I had a Brian Urlacher thought teed up for a post in my head this morning that I just couldn’t get around to. Then news broke that Urlacher had arthroscopic knee surgery earlier this morning, a cleanup procedure intended to relieve the swelling in his injured left knee. The goal is for Urlacher to be ready to start the regular season on September 9th vs the Colts.
I’ll digress momentarily to the Urlacher thought I had before this news broke – Urlacher should sit out Week 1 vs the Colts and be ready for the Packers game on Thursday night September 13th. First of all, the Bears should be able to handle the 2011 doormat Colts, Andrew Luck and all, even without Urlacher. If they can’t there are bigger issues at play. Skipping Week 1 would have Urlacher that much healthier and ready for the Packers on short rest. If Urlacher is suffering from swelling and pain between practices, how is he going to feel on the shortest turnaround the Bears will face all season, heading into a crucial early-season divisional game.
Urlacher himself admitted that the knee is going to be a problem all season, and that was before the cleanup this morning. Why put himself through the the ringer in a less important (OK, I know they’re all important), non-conference game when the division rival Packers wait in the wings on short rest?
This is the price to be paid with an aging superstar. It’s incumbent on the Bears to protect Urlacher and put him and the team in the best position to succeed.
Back to the bigger picture story about Urlacher’s surgery and that fans should not panic. This Bears team is in a transitional stage, undergoing a metamorphosis from a defense-oriented, black and blue grind it out team to an offensively oriented squad that will outscore teams to win.
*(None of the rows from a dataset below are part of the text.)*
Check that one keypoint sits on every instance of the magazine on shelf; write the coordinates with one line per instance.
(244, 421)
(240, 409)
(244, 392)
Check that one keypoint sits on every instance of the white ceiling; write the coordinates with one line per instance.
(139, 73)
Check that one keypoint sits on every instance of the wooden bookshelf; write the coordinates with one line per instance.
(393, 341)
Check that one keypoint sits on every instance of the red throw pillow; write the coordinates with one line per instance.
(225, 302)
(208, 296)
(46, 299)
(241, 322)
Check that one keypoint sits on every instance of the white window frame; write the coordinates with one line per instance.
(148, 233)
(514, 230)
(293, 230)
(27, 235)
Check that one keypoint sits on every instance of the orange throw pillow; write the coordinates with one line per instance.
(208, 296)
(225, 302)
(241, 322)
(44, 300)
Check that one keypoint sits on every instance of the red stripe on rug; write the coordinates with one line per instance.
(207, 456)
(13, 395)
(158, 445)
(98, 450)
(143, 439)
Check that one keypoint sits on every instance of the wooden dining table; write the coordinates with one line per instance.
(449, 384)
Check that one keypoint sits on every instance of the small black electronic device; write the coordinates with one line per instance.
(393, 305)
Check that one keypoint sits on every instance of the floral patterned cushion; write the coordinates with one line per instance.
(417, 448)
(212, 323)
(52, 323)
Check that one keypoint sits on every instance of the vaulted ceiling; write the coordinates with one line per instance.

The Bears are no longer a one-man show on defense or as a whole. They boast multiple Pro Bowlers at all levels of the defense – on the line, in the linebacking corps and in the secondary. The defense will have to rely on those Pro Bowlers like Peppers, Briggs and Tillman to step up and along with some up-and-coming youngsters like Henry Melton, DJ Moore, Shea McClellin and Nick Roach to ride out the storm while Urlacher recovers and possibly starts the inevitable decline.
On the other side of the ball, the offense have been built to score points in bunches. The focus this offseason has clearly been on building up the offense to compete with the Green Bays and Detroits of the world. Jay Cutler and Brandon Marshall, along with Matt Forte, Devin Hester and Earl Bennett will share the burden to allow the Bears to win games by scoring points rather than stopping their opponents from scoring.
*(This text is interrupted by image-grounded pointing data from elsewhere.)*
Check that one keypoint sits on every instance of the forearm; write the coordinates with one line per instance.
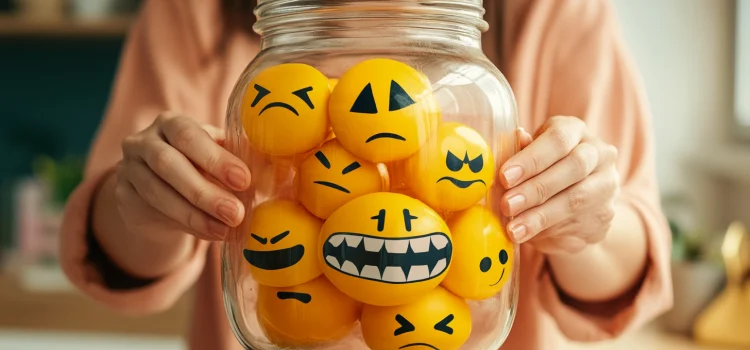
(606, 270)
(140, 254)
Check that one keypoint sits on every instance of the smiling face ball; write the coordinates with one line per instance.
(332, 176)
(285, 109)
(385, 248)
(454, 170)
(383, 110)
(306, 314)
(438, 320)
(281, 244)
(482, 256)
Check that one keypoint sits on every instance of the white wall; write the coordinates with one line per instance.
(684, 51)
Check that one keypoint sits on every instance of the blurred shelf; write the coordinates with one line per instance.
(20, 26)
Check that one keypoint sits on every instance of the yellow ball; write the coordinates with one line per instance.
(281, 244)
(306, 314)
(482, 254)
(383, 110)
(285, 109)
(454, 170)
(437, 320)
(385, 249)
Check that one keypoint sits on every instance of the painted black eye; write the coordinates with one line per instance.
(452, 162)
(262, 92)
(485, 264)
(406, 326)
(503, 256)
(443, 325)
(303, 95)
(365, 102)
(399, 98)
(476, 164)
(381, 219)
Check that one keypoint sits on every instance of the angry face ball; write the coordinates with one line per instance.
(285, 109)
(383, 110)
(385, 248)
(454, 170)
(281, 244)
(482, 255)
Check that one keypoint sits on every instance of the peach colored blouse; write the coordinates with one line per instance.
(562, 57)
concerned disappointed in the front office for neglecting the linebacker position in the draft and largely in free agency. When your superstar linebacker goes down in Week 17 with a knee injury, wouldn’t it have been prudent to invest a draft pick in a linebacker just in case your star doesn’t return to full form? Doesn’t it even make more sense when that 34-year old is in a contract year? Wouldn’t their leverage be improved if they were grooming someone to take over for Urlacher? Maybe that’s what Shea McClellin is supposed to be down the road? Maybe Emery has a different idea about the defense beyond 2012 anyway?
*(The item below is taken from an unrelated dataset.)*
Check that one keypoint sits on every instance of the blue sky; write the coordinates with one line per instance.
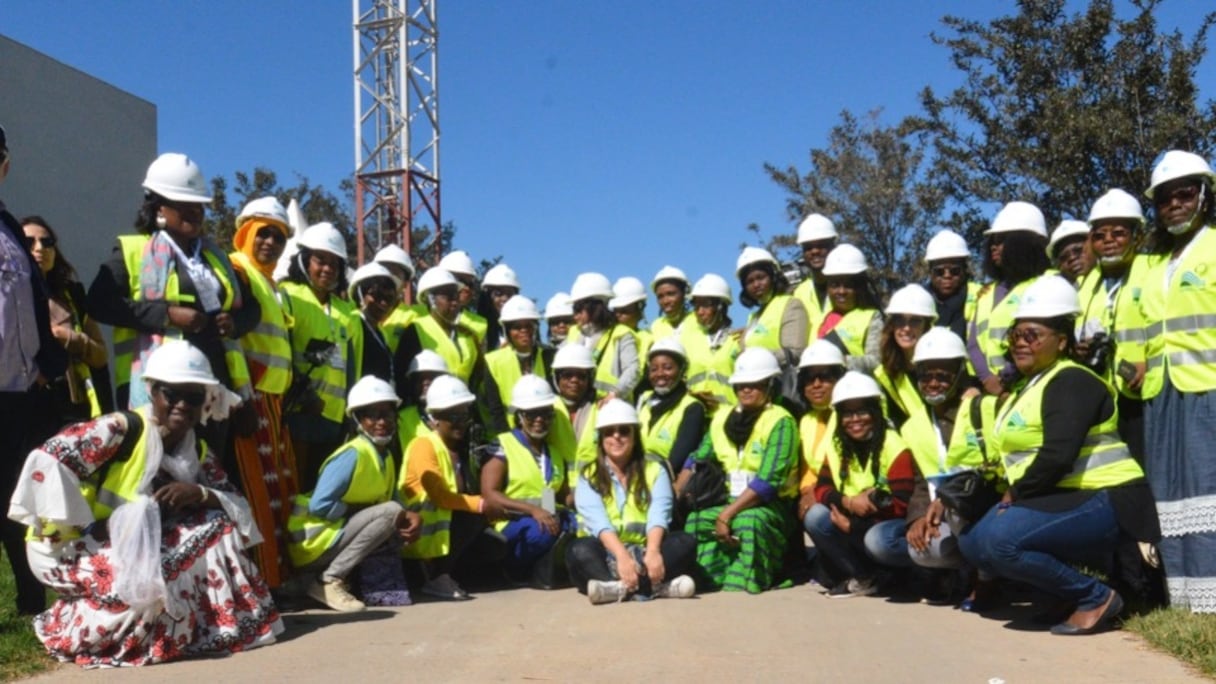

This won’t be a repeat of 2004 when the Bears could barely win a game when Urlacher went down late in the season when they were led by quarterbacks like Grossman, Hutchinson and Krenzel. This won’t be a repeat of 2009, when Urlacher’s season ended before it began halfway through the first quarter against the Packers in Jay Cutler’s first season but before Peppers was added to change the face of the defense. 2012 will be different because the Bears team is different and if it isn’t, the talk of Super Bowl and championships was just that, talk. And talk is cheap.
What do you think? How concerned are you about Urlacher? Can the Bears make a run at a championship without him at full speed?